It wasn’t long ago that health care delivery in our country was fragmented. Our physicians tell us that patients frequently experienced uncoordinated care which led to lower quality and higher costs. Concerned about the risks and quality of their patients’ health care experiences, our physicians asked for the tools to better coordinate care.
Today, care coordination plays an increasingly significant role in addressing these issues by creating more seamless and effective collaboration between all care providers.
There are still many challenges to improving care coordination, especially for chronic illness. Gaps could occur between primary-care physicians and their patients seen by specialists or at a hospital.
At TriHealth, we believe the solution lies in the way health care is delivered, so that hospitals, physicians and the community can collaborate more efficiently. As medical technologies and practices continue to advance, high-quality medical care requires teams of health care providers—nurses, technicians, specialists and primary-care physicians.

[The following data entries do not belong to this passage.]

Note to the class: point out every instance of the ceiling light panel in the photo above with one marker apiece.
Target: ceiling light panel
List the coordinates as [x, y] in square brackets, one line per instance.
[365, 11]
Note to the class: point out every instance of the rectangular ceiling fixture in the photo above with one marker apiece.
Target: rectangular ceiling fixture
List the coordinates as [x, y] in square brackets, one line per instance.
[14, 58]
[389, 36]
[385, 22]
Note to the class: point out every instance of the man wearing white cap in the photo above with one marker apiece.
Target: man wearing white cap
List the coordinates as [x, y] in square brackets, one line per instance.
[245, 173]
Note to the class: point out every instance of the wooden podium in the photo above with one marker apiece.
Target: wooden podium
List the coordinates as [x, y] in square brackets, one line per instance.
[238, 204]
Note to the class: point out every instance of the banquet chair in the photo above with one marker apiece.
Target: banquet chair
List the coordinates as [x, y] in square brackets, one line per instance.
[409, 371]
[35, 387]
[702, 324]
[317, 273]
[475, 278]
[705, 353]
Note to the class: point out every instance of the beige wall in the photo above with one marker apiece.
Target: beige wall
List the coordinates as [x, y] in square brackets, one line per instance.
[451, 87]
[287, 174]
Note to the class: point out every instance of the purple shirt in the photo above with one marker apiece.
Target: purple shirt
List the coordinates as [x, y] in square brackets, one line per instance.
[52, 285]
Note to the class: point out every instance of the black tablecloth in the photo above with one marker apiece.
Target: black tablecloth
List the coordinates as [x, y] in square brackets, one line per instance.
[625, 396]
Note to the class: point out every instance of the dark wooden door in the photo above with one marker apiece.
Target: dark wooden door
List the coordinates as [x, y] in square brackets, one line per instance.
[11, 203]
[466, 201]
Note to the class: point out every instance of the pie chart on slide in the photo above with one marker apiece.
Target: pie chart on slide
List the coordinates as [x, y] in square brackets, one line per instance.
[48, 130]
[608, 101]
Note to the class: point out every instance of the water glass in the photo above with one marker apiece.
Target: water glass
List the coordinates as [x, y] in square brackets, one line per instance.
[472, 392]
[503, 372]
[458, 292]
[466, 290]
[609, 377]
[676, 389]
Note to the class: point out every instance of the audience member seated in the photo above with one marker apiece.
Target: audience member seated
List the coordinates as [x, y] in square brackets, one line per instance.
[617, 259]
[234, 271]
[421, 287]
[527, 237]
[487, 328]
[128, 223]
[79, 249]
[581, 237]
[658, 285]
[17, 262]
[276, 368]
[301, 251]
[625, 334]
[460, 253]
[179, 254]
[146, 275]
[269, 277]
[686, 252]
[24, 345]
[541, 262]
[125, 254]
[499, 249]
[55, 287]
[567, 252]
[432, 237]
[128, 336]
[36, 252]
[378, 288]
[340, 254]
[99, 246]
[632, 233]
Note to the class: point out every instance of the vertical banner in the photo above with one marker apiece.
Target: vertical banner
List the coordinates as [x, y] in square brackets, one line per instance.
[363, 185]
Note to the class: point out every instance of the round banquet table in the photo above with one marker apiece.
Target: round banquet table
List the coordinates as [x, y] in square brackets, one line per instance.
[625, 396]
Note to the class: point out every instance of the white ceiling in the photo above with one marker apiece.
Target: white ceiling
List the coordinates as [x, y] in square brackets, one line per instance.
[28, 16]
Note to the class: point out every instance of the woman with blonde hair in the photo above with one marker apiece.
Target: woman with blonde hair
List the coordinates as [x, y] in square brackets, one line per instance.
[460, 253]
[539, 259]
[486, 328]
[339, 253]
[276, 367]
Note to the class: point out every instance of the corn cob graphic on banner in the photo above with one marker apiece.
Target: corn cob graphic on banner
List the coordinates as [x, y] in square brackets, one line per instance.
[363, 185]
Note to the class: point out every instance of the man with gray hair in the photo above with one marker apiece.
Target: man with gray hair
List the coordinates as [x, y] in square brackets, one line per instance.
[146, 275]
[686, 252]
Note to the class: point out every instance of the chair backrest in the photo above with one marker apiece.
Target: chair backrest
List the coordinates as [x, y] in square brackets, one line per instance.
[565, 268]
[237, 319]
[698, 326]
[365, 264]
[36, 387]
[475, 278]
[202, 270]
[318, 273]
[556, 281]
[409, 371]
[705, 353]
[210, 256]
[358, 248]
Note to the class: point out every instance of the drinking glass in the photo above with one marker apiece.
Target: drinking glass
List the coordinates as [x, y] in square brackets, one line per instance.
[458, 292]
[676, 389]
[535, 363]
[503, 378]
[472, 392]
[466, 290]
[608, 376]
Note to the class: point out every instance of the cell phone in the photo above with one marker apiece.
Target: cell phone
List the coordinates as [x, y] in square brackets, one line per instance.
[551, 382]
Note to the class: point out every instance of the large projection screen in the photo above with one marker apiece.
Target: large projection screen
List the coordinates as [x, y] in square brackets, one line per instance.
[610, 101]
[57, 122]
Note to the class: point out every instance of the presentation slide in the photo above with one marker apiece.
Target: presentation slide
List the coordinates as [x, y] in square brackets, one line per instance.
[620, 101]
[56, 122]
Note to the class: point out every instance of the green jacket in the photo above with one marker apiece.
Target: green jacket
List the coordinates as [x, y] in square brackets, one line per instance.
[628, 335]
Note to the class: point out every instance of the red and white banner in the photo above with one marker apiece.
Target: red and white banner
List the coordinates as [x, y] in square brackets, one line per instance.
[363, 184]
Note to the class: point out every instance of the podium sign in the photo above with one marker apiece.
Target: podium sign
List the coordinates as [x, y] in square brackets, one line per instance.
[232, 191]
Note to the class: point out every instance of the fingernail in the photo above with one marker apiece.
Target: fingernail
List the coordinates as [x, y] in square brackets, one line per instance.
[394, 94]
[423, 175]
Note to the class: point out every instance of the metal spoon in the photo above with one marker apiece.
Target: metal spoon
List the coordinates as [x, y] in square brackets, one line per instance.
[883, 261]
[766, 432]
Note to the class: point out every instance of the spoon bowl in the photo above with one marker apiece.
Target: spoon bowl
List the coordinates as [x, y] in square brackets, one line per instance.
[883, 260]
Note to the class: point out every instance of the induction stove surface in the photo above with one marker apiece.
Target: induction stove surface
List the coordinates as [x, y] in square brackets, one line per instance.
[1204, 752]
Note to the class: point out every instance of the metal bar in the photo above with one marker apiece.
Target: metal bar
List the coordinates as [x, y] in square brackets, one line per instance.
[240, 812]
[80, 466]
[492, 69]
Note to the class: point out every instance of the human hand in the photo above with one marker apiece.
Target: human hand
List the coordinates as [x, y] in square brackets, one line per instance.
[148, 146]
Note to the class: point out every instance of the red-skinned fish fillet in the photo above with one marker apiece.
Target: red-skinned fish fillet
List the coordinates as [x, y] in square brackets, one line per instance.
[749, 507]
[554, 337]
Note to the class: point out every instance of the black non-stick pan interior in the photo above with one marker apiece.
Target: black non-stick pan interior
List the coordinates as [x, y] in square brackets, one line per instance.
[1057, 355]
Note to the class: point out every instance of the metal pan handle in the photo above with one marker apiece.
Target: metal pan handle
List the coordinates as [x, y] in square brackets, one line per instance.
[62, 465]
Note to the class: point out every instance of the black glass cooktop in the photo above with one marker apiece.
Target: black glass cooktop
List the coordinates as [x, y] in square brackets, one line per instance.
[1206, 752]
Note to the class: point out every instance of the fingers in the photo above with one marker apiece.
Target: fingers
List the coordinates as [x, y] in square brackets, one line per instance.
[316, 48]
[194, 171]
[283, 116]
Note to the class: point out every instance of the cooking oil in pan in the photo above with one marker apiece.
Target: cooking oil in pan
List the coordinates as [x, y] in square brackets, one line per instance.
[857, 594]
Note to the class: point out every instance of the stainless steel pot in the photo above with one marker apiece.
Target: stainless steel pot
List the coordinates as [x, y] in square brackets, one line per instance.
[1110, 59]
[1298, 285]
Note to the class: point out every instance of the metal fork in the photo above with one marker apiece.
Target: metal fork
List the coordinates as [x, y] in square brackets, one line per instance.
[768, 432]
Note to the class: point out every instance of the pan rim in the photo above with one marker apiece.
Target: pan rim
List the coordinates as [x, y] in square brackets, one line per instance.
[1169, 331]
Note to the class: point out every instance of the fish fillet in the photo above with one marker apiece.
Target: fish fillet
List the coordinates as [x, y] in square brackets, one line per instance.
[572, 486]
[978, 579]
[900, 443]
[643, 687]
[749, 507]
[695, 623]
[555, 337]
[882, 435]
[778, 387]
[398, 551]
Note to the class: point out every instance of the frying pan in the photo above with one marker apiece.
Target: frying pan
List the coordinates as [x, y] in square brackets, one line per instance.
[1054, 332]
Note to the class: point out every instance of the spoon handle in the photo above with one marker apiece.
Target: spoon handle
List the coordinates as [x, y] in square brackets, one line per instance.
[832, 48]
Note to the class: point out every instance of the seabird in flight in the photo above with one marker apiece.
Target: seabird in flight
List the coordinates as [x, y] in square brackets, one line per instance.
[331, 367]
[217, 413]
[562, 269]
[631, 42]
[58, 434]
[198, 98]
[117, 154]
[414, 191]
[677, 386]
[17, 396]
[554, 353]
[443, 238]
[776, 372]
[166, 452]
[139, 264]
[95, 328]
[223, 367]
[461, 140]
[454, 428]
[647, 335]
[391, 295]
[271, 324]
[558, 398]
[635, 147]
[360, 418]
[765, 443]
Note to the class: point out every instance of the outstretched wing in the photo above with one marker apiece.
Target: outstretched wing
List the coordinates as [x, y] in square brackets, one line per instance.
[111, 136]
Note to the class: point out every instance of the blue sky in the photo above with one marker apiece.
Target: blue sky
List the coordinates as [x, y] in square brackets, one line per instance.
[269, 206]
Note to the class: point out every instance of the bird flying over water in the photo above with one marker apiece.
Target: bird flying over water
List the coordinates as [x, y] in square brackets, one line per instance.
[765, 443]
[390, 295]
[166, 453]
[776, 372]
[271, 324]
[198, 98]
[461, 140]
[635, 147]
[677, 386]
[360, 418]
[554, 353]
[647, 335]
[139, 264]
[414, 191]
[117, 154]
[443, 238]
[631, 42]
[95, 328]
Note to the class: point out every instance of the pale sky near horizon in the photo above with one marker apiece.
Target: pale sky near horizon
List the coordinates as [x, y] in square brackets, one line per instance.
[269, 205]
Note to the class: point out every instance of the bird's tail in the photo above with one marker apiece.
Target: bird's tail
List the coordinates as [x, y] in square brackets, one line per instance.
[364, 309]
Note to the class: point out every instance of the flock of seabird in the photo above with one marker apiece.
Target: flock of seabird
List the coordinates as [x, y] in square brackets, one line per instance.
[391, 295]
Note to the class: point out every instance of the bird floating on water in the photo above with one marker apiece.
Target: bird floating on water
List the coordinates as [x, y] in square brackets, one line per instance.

We’ve changed by organizing our care teams around the patient and investing in a universal patient medical record system. This ensures that each health care professional on a patient’s team receives up-to-date, accurate information on the current condition and medications as the patient moves along the continuum of care.
We’re also expanding our care navigation program to assess patients’ risks for readmission and link patients leaving the hospital with a health professional who helps them receive prescribed and needed care, whether within our system or elsewhere in the community.
History shows coordinated care of this kind means better outcomes, less need for costly medical interventions, and lower readmission rates.